You are viewing a plain text version of this content. The canonical link for it is here.
Posted to user@cassandra.apache.org by Raul D'Opazo <Ra...@software.dell.com> on 2015/10/20 13:22:53 UTC

Hiper-V snapshot and Cassandra

Hi,
I am really new with Cassandra and i have some questions regarding the backup of Cassandra with TB of info. So please, forgive me if I ask a noob question.
I only have one node, in one server (Windows 2012), and Cassandra will grow up to 4TB approx. It is a hiper-v virtual machine, with enough resources.
I have done snapshots and it is ok, because we don't double the size in each snapshot, but I need to have other solution in case of disks problems.
Copying these snapshots using other backup systems is crazy, approx.. 500MB/s it will last days.
I am thinking if hiper-v virtual machine snapshots can be used to recover Cassandra in a consistence way. Is it possible?
This will avoid me to copy snapshots to other network location or backup system.
Thanks,
Raul


RE: Hiper-V snapshot and Cassandra

Posted by Raul D'Opazo <Ra...@software.dell.com>.
Hi, so what is the usual thing to take care of backups:

-        Take Cassandra snapshots

-        Take this snapshots to a backup system
?


From: Robert Coli [mailto:rcoli@eventbrite.com]
Sent: Tuesday, October 20, 2015 5:07 PM
To: user@cassandra.apache.org
Subject: Re: Hiper-V snapshot and Cassandra

On Tue, Oct 20, 2015 at 4:22 AM, Raul D'Opazo <Ra...@software.dell.com>> wrote:
I only have one node, in one server (Windows 2012), and Cassandra will grow up to 4TB approx. It is a hiper-v virtual machine, with enough resources.

This is an extremely unusual and probably degenerate use of Cassandra.

I have done snapshots and it is ok, because we don’t double the size in each snapshot, but I need to have other solution in case of disks problems.

I have no idea how snapshots work in Windows; if like linux, each snapshot is hard links to the actual data files.

I am thinking if hiper-v virtual machine snapshots can be used to recover Cassandra in a consistence way. Is it possible?

Sure? If you quiesce writes to the system or if you don't care about the delta in the commit log between snapshot+hiper-v snapshot, your snapshot will contain all the immutable data files you need to restore.

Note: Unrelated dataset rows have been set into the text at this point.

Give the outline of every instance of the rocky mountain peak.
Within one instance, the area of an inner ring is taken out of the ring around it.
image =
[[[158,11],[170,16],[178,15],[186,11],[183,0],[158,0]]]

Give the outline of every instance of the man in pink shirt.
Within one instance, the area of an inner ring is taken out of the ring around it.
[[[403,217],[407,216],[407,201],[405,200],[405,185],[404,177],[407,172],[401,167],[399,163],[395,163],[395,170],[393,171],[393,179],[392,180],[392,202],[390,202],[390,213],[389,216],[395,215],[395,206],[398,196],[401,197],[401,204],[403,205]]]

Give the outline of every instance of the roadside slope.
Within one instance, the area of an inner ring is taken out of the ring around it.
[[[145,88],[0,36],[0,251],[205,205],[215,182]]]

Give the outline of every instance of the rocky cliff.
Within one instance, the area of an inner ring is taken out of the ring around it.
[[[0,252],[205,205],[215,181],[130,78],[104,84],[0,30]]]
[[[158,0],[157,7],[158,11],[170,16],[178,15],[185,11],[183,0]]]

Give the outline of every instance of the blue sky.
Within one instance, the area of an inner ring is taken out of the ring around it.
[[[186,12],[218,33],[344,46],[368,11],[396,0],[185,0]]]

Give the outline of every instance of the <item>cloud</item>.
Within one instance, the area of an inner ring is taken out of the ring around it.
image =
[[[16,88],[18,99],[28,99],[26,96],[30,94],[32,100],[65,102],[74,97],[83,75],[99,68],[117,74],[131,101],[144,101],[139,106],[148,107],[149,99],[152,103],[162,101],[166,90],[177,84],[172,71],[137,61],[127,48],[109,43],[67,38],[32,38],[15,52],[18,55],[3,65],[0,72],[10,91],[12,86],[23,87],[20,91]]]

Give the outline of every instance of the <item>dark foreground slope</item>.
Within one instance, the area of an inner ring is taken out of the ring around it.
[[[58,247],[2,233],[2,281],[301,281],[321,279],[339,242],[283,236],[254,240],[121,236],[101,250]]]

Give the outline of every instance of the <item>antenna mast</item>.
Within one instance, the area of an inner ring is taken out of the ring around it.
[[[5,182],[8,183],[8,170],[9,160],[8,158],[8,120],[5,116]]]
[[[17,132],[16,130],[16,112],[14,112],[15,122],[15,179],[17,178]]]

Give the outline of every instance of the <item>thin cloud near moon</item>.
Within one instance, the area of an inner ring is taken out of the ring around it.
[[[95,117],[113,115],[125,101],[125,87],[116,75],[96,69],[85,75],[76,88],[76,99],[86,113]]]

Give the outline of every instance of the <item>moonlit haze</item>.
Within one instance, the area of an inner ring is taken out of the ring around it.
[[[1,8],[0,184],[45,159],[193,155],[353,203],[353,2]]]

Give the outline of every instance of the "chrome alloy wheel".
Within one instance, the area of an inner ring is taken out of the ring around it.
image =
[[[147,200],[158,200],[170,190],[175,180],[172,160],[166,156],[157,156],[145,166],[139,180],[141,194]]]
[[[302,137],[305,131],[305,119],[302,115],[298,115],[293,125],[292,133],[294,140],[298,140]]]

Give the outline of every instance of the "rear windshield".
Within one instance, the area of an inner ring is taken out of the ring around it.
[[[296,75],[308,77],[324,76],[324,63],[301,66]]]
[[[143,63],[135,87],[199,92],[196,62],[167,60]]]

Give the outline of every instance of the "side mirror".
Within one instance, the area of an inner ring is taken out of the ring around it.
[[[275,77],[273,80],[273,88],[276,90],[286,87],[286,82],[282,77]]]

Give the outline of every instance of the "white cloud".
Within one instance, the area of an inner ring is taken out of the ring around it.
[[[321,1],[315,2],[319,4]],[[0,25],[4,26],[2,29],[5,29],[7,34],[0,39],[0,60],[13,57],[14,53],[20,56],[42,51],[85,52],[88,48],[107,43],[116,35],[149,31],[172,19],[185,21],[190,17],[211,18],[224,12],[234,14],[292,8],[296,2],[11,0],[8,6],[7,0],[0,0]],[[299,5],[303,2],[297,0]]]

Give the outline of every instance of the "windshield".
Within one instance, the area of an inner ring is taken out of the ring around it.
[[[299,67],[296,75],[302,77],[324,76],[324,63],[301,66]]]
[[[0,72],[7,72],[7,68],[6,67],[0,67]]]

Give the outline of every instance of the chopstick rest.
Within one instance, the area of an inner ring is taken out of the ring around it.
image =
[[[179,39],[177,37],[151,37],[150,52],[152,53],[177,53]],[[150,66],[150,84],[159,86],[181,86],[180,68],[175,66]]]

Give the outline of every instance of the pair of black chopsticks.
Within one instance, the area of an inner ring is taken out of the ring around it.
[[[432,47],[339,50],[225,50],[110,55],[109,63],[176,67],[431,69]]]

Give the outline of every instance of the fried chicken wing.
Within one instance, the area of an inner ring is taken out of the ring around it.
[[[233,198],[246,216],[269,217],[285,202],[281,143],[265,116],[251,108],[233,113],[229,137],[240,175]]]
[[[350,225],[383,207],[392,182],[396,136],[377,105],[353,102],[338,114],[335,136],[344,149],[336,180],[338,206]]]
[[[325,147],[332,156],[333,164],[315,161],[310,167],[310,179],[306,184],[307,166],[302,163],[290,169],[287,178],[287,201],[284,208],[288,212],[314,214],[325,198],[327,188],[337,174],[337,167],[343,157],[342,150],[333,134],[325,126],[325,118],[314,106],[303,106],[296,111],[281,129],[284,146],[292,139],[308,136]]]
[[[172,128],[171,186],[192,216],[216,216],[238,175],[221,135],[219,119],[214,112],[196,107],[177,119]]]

Finally, I re-iterate my confusion at why you wish to do this unusual thing?

=Rob


Re: Hiper-V snapshot and Cassandra

Posted by Robert Coli <rc...@eventbrite.com>.
On Tue, Oct 20, 2015 at 4:22 AM, Raul D'Opazo <Raul.DOpazo@software.dell.com
> wrote:

> I only have one node, in one server (Windows 2012), and Cassandra will
> grow up to 4TB approx. It is a hiper-v virtual machine, with enough
> resources.
>
>
This is an extremely unusual and probably degenerate use of Cassandra.


> I have done snapshots and it is ok, because we don’t double the size in
> each snapshot, but I need to have other solution in case of disks problems.
>

I have no idea how snapshots work in Windows; if like linux, each snapshot
is hard links to the actual data files.


> I am thinking if hiper-v virtual machine snapshots can be used to recover
> Cassandra in a consistence way. Is it possible?
>
>
Sure? If you quiesce writes to the system or if you don't care about the
delta in the commit log between snapshot+hiper-v snapshot, your snapshot
will contain all the immutable data files you need to restore.

Finally, I re-iterate my confusion at why you wish to do this unusual thing?

=Rob

Re: Hiper-V snapshot and Cassandra

Posted by Jeff Jirsa <je...@crowdstrike.com>.
As long as your hyper-v/vss snapshots include both the data directory and the commit log directory, then they’re exactly as good as tolerating a single power outage – you should be able to load the sstables and replay  commit log and be fine. 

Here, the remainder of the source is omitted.